Il suo nome potrebbe non essere tanto conosciuto eppure tutti almeno una volta hanno visto i lavori di Gianluigi Toccafondo, artista e disegnatore sammarinese che nella sua produzione di corti annovera anche la sigla della Fandango. Ed è proprio grazie al fondatore della Fandango, Domenico Procacci, che Toccafondo riesce a realizzare alcune pellicole come regista.
La collaborazione, fruttuosa per entrambi, inizia nel ’96-97, quando Fandango sta coproducendo Una vita al rovescio, del regista svizzero Rolando Colla. Per la pellicola servivano delle animazioni da utilizzare nelle scene oniriche e venne fuori il nome di Toccafondo. Il film andò male e l’unica cosa che rimase di quell’esperienza negativa fu il rapporto di collaborazione tra Toccafondo e la Fandango. Di lì a poco infatti l’artista inventò per la casa di produzione un codino da mettere in testa a tutte le pellicole: una sigla di 9 secondi in cui i piedi di due ballerini volano sui colori accompagnati da un ritmo da balera. Poi, nel ’99, iniziò a confezionare le copertine dei libri editi dalla neonata casa editrice Fandango.
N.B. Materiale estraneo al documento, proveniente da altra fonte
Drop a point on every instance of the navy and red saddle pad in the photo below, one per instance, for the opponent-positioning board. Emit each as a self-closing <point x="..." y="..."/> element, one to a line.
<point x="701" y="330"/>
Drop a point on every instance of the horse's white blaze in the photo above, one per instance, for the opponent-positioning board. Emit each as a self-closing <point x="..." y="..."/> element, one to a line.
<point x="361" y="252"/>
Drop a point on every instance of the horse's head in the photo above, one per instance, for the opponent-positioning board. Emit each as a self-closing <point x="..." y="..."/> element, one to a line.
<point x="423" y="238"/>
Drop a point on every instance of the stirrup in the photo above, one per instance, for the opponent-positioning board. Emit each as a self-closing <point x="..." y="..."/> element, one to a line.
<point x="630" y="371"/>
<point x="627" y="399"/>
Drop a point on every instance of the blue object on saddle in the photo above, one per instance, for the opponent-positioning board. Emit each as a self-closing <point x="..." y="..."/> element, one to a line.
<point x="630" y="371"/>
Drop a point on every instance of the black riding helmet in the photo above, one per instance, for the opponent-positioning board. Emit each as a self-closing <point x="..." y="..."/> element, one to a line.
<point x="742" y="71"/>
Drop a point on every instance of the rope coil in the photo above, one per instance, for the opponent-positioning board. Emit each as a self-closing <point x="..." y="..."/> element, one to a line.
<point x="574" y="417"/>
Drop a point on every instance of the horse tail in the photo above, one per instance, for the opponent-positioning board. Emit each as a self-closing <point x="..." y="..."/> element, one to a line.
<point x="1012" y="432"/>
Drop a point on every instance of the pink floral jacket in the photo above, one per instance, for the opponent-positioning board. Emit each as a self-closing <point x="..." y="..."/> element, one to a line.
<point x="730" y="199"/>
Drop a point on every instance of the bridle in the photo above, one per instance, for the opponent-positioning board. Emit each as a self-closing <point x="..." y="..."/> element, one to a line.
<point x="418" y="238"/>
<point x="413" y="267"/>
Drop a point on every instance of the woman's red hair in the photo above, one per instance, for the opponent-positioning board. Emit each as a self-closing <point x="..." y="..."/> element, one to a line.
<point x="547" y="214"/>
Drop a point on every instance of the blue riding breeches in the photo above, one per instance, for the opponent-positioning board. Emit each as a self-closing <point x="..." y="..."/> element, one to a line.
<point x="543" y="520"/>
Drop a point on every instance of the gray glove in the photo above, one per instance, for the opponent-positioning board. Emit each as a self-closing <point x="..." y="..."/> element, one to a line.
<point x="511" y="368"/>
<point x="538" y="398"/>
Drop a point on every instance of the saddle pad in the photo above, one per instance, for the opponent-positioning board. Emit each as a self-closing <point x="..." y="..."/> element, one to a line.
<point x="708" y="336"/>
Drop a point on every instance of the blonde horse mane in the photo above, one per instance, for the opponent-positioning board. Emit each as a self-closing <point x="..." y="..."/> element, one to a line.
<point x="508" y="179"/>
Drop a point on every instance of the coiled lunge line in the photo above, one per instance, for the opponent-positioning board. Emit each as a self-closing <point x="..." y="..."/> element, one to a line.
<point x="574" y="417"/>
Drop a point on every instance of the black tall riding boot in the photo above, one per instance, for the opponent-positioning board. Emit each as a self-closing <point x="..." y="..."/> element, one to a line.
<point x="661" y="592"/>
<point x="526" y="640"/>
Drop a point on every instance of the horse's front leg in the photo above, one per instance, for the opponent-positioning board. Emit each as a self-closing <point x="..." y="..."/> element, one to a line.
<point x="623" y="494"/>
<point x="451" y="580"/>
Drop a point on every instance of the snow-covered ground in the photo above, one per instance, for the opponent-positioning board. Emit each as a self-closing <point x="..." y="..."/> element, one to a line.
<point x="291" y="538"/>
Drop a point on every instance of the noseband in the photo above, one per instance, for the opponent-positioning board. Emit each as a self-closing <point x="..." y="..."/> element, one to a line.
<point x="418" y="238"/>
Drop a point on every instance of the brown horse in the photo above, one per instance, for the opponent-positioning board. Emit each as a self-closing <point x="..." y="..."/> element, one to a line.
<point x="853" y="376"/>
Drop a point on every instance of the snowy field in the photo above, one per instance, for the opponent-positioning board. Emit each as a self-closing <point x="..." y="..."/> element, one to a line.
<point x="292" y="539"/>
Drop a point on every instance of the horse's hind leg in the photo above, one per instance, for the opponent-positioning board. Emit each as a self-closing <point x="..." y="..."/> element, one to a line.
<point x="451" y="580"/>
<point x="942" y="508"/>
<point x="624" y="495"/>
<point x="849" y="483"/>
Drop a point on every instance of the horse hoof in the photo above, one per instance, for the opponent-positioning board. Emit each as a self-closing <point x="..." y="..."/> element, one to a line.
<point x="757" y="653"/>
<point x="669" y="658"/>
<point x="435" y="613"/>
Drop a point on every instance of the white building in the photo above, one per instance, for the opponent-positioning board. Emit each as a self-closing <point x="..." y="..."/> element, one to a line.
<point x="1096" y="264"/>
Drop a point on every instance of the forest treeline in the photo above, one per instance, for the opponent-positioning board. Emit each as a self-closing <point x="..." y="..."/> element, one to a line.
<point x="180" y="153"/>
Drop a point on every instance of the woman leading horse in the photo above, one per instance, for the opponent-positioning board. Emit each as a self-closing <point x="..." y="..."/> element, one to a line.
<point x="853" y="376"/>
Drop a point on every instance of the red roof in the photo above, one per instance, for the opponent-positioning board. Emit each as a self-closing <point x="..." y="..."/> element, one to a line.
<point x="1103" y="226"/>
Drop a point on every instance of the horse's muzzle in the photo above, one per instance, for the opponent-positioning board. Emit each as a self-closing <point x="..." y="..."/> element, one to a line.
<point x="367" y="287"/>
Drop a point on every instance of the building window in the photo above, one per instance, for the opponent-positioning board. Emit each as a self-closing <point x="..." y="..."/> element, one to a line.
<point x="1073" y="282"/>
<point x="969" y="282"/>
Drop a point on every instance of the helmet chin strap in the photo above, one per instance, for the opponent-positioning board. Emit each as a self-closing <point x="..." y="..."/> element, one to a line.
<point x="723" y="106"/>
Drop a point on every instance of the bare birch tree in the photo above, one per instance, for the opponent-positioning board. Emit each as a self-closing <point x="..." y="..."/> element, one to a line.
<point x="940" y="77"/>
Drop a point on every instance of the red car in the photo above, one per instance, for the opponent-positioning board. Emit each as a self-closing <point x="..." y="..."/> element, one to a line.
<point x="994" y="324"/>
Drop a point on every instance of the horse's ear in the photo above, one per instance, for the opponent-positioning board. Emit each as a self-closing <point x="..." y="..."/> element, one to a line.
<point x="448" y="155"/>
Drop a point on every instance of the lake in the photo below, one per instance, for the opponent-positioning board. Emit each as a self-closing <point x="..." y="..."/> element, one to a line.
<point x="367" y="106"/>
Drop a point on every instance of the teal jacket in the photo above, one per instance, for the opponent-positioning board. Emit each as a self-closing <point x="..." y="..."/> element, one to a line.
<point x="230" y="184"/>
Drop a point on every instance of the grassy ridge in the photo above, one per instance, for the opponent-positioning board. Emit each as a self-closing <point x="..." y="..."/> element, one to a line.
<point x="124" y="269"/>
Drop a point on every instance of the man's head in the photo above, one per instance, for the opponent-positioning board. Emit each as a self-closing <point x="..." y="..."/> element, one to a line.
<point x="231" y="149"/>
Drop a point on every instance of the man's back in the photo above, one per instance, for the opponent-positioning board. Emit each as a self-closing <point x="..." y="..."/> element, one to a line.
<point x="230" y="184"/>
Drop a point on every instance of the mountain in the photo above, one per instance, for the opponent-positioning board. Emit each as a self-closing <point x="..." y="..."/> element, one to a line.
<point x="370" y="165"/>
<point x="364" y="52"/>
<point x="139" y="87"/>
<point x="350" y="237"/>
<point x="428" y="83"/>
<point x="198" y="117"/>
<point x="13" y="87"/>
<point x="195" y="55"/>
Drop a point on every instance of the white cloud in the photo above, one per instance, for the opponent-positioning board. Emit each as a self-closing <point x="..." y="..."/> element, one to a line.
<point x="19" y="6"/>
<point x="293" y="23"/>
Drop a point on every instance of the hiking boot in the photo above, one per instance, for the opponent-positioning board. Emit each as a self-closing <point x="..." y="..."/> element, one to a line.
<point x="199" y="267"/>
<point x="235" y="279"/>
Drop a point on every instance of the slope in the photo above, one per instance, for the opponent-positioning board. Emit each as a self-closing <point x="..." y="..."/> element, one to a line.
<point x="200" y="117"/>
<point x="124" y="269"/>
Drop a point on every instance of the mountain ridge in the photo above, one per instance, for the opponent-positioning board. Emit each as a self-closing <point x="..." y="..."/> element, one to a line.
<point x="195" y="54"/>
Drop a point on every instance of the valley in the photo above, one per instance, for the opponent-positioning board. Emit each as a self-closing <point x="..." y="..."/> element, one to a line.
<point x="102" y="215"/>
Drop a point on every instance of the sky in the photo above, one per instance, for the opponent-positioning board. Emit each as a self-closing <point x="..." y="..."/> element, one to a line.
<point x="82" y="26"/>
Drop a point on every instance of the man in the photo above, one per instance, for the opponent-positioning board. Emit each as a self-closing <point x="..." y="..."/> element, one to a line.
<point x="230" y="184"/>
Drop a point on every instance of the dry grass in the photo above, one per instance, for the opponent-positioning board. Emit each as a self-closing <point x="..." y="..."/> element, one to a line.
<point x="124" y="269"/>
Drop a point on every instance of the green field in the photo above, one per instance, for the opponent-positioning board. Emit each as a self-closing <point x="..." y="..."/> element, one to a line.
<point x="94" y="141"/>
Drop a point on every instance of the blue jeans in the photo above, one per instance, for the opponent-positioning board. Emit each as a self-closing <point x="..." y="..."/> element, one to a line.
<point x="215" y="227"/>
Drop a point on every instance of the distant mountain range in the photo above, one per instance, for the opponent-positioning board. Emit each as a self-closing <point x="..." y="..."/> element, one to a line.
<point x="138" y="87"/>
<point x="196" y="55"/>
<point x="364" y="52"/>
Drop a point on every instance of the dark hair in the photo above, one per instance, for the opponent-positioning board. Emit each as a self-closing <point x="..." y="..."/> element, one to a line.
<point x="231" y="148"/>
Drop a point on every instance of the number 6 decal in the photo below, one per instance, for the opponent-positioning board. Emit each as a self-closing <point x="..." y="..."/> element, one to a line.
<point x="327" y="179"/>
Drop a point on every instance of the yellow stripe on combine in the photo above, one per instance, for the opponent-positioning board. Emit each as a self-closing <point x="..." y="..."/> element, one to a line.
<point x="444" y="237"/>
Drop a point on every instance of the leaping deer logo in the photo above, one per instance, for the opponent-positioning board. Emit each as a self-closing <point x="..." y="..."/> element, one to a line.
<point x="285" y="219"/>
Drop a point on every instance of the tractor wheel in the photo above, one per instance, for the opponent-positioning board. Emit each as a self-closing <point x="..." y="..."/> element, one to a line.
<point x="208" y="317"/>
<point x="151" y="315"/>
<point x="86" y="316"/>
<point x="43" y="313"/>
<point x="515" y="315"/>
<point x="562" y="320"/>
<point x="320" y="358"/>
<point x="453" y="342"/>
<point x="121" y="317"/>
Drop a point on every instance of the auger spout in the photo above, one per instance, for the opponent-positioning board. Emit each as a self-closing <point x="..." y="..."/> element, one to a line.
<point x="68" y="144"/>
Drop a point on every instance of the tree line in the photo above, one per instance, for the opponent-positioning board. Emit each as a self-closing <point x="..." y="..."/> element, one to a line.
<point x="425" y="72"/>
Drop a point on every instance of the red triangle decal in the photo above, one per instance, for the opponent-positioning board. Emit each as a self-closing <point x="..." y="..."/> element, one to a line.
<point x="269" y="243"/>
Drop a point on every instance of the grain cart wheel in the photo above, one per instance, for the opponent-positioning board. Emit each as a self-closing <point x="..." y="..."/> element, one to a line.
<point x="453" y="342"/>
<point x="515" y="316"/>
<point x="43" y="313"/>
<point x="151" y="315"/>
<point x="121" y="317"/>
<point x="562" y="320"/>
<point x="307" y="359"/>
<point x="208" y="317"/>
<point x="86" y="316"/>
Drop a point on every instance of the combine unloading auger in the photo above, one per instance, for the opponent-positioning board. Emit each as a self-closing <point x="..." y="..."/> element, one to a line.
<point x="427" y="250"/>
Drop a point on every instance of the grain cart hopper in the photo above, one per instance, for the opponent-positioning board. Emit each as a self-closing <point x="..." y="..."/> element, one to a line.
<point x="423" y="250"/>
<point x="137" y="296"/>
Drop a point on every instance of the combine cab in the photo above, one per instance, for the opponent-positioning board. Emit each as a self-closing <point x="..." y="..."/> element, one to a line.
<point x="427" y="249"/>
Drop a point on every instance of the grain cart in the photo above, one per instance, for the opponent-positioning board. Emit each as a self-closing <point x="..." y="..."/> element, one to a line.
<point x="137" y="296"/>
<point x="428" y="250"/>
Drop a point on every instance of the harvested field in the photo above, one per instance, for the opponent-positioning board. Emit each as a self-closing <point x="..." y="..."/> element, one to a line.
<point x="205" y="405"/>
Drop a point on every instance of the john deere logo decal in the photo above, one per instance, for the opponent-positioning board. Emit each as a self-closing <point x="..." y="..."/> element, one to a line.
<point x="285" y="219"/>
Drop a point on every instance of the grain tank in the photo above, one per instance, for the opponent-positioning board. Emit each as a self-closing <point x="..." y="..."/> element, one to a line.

Una collaborazione che si è rivelata estremamente fortunata per entrambe le parti, come precisano gli stessi Procacci e Toccafondo durante una serata in onore dell’artista, tenutasi all’Accademia di Francia di Roma. Un rapporto quasi simbiotico tanto che Procacci, scherzando, ammette di essere pronto a cessare completamente ogni tipo di attività nel momento in cui l’artista volesse concludere quest’avventura. E le battute non finiscono qua: Toccafondo rincara la dose e racconta che l’idea della sigla per la Fandango nasce dall’amore di Procacci per l’omonimo film, ma soprattutto dalle sue velleità di ballerino: “Quando la inventai, Domenico aveva appena ricevuto una grossa delusione. Era arrivato in una finale di Rock and Roll acrobatico ma la sua compagna si fece male e vennero squalificati. Ho cercato di vendicare la sua disfatta”.
Nonostante le apparenze goliardiche, il lavoro di Toccafondo è serissimo. Insieme alla produzione di corti che va dal 1989 al 2004 tra cui spiccano l’omaggio a Pier Paolo Pasolini con Essere morti o essere vivi è la stessa cosa e la storia noir La piccola Russia, vanno annoverate anche la sigla della Biennale di Venezia 1999, quella per la Cineteca di Bologna, ma anche la campagna pubblicitaria della Sambuca Molinari e la sigla del programma satirico “Tunnel”.
Come mai da pittore è diventato anche regista?
Ho sempre visto i disegni cambiare, prendere vita, fin da piccolo quando osservavo mio padre che lavorava. Era ceramista.
Il maiale, i ritmi da balera e i numeri sono elementi che ricorrono spesso nei suoi lavori, perché?
Sono quasi sempre legati alle mie origini, una vita spesa tra l’Emilia Romagna e le Marche. Il maiale è un animale che mi è sempre piaciuto molto. Una bomba rosa. La musica è quella tipica delle mie parti, mentre i numeri sono stati dapprima un caso, sbagliai inquadratura, poi capii che potevano diventare un elemento ansiogeno e li ho riutilizzati nel tempo.
Come le è venuta l’idea di allungare le figure?
Lavorando su delle foto di Buster Keaton. Prendevo dei piani americani o dei primi piani e aggiungevo arti che mancavano e altri particolari.
Ha mai pensato a lavorare con i bambini?
Sì certo. In passato sono anche stato insegnante all’Istituto d’Arte di Urbino. Ma se fai il docente non puoi dedicarti a nient’altro. A fare illustrazioni per libri invece non ci penso proprio. Detesto l’attuale mercato editoriale per i piccoli. Ai bambini dovresti parlare di cose drammatiche, adorano i mostri… Invece tutto quello che gira sono libri rosa con i pupazzetti: ovvero libri che danno un alibi ai genitori per leggerseli.
Su cosa preferisce lavorare: sigle, corti o magari futuri lungometraggi?
Le sigle sono sempre una bella esperienza perché quando me le commissionano di solito mi danno anche delle idee, materiale da seguire e soprattutto persone con cui collaborare. Ai corti sono affezionato perché per realizzarli ci ho messo molto: all’inizio le gallerie milanesi non ne volevano sapere. Ai film non ci penso proprio. In 15 anni di attività ho girato 40 minuti. Magari tra altri 15 riesco a fare di più.